Post-Norm Transformer
The classical Transformer variant that applies normalization after the attention or FFN block.
Posterior Collapse
A VAE training issue in which the decoder ignores the latent variable, weakening representation learning.
Pre-Norm Transformer
A Transformer design variant that places normalization before the main attention or FFN block.
ReLU Activation
The most common modern activation function, which zeros negative inputs and leaves positive inputs linear.
Receptive Field
A concept describing which region of the input contributes information to a neuron or feature activation.
Recurrent Neural Network
A foundational neural network family that models sequential data by carrying information from past time steps.
Reparameterization Trick
A core VAE technique that makes latent-variable models with stochastic sampling differentiable.
Residual Block
A building block that eases the training of deep CNNs by carrying information directly through identity connections.
Rotary Positional Embedding
A modern positional representation method that encodes order information through rotations in vector space.
SELU Activation
An activation function designed to support self-normalizing network behavior.
Scaled Dot-Product Attention
The fundamental Transformer operation that computes attention weights by scaling similarity between query and key vectors.
Scheduled Sampling
A method that gradually reduces teacher forcing to bring training conditions closer to inference conditions.
Self-Attention
An attention mechanism in which each element in a sequence directly models its relationship with all others.
Sequence-to-Sequence Learning
A general modeling approach focused on converting one input sequence into another output sequence.

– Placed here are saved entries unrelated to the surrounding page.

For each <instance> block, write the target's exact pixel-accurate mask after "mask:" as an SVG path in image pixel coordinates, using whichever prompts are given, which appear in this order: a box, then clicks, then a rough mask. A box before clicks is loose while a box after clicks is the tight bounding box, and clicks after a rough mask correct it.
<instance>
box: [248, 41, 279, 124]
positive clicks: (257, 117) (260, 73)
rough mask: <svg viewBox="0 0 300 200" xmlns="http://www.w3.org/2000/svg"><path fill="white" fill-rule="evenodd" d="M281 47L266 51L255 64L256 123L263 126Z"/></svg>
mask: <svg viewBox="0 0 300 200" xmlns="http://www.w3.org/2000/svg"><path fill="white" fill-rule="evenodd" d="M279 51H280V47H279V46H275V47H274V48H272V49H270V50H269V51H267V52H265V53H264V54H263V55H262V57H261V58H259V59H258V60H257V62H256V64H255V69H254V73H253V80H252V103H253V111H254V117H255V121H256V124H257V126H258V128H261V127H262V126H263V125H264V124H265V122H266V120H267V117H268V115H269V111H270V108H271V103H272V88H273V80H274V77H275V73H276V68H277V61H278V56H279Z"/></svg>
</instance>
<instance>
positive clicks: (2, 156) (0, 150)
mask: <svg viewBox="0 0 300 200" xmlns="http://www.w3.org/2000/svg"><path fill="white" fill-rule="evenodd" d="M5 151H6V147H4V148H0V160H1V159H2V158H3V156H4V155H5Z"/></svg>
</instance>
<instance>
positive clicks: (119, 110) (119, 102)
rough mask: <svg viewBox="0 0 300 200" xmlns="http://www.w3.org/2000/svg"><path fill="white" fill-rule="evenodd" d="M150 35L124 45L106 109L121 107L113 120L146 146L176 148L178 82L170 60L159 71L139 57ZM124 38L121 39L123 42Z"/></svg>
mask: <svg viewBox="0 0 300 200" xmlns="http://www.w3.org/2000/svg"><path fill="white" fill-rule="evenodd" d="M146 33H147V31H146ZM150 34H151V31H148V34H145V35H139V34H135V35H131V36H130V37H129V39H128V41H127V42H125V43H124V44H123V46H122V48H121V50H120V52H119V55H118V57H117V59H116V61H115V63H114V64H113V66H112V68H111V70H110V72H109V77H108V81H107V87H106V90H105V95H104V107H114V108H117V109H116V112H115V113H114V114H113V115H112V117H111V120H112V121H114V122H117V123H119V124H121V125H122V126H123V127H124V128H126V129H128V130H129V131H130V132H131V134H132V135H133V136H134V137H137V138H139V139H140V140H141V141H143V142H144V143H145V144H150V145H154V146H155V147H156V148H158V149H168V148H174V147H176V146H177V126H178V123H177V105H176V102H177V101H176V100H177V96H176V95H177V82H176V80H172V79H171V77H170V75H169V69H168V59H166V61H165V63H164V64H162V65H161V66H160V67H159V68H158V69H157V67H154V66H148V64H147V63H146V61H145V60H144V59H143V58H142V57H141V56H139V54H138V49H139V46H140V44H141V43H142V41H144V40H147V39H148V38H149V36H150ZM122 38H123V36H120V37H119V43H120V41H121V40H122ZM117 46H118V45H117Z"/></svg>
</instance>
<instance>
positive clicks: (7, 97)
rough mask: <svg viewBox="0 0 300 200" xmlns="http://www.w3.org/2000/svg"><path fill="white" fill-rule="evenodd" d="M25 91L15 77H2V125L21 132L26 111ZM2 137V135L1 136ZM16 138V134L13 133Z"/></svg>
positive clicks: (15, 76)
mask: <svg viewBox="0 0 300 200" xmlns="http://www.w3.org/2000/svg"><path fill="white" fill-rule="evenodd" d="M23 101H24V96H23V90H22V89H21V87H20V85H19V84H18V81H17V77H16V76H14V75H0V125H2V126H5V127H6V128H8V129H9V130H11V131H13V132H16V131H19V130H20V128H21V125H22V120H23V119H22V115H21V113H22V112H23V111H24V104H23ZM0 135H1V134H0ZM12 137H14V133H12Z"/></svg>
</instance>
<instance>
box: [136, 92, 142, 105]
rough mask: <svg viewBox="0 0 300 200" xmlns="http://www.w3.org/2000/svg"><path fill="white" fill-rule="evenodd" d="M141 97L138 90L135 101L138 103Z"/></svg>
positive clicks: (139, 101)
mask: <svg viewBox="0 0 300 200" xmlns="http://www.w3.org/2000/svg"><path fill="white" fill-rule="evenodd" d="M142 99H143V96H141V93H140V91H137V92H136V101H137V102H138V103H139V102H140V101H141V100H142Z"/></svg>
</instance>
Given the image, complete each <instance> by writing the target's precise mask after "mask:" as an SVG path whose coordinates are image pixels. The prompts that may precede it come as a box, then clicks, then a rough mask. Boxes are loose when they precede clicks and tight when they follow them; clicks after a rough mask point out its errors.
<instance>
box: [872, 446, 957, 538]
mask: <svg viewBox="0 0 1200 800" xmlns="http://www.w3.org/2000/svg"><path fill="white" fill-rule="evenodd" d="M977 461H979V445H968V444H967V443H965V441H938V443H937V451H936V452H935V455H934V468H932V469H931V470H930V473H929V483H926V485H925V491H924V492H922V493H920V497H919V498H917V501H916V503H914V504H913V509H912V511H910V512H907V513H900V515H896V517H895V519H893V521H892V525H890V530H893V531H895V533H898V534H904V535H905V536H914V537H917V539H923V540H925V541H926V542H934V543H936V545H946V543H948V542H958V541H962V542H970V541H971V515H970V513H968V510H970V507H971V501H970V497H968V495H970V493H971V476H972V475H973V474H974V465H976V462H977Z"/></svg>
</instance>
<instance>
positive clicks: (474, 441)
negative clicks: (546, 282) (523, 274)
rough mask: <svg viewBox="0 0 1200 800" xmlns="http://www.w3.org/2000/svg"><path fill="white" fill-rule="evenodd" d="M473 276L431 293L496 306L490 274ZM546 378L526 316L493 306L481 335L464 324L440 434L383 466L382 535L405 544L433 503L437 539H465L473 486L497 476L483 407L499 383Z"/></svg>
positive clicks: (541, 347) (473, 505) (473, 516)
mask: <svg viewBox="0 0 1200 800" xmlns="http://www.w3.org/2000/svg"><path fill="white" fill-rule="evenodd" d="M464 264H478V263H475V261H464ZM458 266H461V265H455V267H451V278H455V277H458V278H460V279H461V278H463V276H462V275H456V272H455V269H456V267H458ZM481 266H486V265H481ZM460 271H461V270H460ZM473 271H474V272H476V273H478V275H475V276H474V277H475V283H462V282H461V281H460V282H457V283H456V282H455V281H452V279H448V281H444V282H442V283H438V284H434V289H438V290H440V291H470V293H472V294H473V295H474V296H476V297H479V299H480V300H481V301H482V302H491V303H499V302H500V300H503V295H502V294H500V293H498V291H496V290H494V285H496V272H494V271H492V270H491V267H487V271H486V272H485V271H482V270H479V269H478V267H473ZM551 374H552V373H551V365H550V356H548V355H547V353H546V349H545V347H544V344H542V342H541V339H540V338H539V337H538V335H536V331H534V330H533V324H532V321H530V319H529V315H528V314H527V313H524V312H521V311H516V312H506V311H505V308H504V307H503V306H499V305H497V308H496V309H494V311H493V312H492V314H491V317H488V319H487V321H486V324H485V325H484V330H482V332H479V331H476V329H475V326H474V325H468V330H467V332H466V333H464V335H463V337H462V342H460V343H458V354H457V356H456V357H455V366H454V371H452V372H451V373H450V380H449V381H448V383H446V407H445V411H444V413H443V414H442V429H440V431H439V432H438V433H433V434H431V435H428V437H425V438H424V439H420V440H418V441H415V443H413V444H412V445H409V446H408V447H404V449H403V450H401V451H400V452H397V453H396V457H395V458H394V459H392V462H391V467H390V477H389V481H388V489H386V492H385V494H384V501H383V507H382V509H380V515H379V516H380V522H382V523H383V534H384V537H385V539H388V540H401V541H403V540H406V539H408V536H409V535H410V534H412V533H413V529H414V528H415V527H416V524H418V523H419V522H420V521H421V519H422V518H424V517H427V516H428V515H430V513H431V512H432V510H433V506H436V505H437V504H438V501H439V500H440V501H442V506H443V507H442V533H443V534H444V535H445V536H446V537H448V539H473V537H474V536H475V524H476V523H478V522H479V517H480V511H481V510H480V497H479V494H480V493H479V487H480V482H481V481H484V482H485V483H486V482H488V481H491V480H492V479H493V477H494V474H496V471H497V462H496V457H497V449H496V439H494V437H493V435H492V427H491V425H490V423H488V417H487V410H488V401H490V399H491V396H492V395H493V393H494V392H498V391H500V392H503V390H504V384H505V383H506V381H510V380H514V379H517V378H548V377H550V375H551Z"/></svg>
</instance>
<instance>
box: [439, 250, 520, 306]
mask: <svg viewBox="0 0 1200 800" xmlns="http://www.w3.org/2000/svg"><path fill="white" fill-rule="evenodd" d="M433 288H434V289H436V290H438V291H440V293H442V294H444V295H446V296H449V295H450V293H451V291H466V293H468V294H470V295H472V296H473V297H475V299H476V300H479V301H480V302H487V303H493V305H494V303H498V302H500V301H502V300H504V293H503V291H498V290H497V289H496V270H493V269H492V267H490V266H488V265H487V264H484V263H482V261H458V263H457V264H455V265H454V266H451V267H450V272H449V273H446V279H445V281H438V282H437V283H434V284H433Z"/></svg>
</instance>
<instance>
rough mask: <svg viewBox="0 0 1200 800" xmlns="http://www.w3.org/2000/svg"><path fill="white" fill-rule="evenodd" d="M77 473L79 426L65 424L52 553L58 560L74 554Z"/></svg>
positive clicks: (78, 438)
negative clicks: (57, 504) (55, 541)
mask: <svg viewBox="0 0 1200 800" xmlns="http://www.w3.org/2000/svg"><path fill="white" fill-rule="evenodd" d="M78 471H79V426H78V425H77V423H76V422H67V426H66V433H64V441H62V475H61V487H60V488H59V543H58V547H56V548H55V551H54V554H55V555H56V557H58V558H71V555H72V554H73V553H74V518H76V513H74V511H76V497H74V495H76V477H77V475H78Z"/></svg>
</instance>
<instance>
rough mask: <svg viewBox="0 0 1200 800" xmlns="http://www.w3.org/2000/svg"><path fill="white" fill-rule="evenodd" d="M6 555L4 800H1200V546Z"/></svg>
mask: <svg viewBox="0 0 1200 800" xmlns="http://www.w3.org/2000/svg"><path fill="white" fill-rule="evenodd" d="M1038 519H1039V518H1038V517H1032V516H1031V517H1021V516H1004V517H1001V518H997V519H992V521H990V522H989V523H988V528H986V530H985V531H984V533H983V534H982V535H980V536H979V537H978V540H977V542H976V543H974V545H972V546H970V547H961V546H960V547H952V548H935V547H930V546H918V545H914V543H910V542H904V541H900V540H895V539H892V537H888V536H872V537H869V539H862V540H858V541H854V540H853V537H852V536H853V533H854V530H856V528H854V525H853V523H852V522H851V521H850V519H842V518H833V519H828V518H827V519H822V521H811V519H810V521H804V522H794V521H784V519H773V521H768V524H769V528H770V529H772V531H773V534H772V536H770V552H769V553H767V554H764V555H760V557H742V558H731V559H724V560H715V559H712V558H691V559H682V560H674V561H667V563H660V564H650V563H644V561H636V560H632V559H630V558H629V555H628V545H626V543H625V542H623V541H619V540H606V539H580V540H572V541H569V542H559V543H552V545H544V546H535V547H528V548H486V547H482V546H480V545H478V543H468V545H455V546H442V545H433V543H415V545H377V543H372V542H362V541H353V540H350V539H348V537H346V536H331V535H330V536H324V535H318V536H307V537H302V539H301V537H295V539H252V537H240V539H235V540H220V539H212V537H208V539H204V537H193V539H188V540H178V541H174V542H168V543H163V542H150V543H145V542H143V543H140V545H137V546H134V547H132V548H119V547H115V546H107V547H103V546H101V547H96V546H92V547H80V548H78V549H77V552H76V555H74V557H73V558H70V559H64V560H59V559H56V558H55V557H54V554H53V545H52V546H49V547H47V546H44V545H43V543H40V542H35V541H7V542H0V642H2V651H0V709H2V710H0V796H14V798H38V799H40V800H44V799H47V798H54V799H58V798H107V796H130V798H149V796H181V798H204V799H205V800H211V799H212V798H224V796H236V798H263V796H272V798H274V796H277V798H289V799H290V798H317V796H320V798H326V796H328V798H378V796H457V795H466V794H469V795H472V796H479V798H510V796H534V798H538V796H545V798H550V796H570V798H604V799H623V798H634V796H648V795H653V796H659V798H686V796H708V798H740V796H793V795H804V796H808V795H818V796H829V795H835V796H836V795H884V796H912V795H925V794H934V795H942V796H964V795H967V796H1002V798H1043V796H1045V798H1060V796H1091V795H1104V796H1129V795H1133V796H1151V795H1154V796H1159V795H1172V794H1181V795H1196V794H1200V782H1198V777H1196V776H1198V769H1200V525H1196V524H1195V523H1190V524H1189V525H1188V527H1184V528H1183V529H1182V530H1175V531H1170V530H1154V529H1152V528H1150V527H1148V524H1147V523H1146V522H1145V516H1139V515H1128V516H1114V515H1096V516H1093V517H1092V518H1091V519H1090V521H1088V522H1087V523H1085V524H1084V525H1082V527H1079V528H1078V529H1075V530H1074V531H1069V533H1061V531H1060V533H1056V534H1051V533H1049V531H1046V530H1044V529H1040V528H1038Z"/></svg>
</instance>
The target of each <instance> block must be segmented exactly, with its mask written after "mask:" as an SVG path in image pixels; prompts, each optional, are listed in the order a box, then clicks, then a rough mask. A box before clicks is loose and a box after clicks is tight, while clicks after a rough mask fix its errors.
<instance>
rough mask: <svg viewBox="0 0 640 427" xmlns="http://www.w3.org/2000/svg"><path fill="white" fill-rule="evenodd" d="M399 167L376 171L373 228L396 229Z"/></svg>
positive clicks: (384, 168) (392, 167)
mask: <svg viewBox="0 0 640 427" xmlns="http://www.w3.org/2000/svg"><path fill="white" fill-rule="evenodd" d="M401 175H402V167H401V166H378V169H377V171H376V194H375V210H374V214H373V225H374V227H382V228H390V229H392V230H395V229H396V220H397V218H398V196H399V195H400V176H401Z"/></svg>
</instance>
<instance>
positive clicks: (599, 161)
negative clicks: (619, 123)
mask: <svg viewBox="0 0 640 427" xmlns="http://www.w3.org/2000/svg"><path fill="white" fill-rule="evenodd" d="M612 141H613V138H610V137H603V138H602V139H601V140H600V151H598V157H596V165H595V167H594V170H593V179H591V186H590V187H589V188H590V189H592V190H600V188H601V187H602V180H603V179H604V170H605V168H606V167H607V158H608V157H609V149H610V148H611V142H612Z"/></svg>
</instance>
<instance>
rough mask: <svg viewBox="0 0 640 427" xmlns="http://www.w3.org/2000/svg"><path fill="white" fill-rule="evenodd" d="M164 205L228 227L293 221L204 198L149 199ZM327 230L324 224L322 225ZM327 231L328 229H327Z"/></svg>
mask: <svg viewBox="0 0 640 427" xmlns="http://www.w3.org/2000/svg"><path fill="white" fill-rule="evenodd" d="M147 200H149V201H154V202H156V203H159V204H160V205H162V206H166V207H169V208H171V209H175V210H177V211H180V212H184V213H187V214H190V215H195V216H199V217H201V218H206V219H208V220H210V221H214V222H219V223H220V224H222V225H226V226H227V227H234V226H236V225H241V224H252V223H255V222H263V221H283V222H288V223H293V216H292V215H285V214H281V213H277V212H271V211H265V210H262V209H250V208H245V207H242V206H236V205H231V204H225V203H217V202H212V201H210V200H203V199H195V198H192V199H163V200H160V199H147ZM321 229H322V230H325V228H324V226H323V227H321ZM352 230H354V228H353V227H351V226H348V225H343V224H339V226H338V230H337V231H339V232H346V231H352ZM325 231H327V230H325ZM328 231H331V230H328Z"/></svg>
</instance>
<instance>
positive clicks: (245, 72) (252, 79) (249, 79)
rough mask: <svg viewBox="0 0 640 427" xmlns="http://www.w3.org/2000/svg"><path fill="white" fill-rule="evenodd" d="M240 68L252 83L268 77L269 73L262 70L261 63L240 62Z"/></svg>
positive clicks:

Sharpness-Aware Minimization
An optimization approach that seeks not only low loss but also flatter and more generalizable solution regions.
Sigmoid Activation
A classical activation function that squashes input values into the range between 0 and 1.
Skip Connection
An architectural connection that allows information to bypass certain layers and improves training stability.
Softmax Activation
An output activation that expresses multiclass outputs as a normalized probability distribution.
Sparse Attention
An attention approach that reduces cost by allowing each element to attend only to selected regions rather than the full sequence.
Sparse Autoencoder
A type of autoencoder that encourages only a small number of latent neurons to activate, leading to more selective features.
Squeeze-and-Excitation
A CNN module that reweights feature channels using global context.
Stochastic Depth
A method that provides stronger regularization in very deep networks by randomly skipping some layers during training.
Stochastic Weight Averaging
A method that averages parameter states from different stages of training in order to obtain more robust generalization.
Stride
A CNN hyperparameter that determines how many steps a filter moves across the input and affects output resolution.
Swish Activation
A modern activation function that multiplies the input by a sigmoid to create a smooth nonlinear transformation.
Tanh Activation
A zero-centered activation function that maps inputs into the range from -1 to 1.
Teacher Forcing
A training strategy in sequence generation where the model is fed the true previous output instead of its own prediction.
Transformer Feed-Forward Network
A Transformer sub-block that operates independently on each token and strengthens representation transformation.
Transposed Convolution
A learnable upsampling layer that maps feature maps to higher spatial resolution.
Truncated BPTT
A method that makes training more tractable on long sequences by applying backpropagation over a limited window.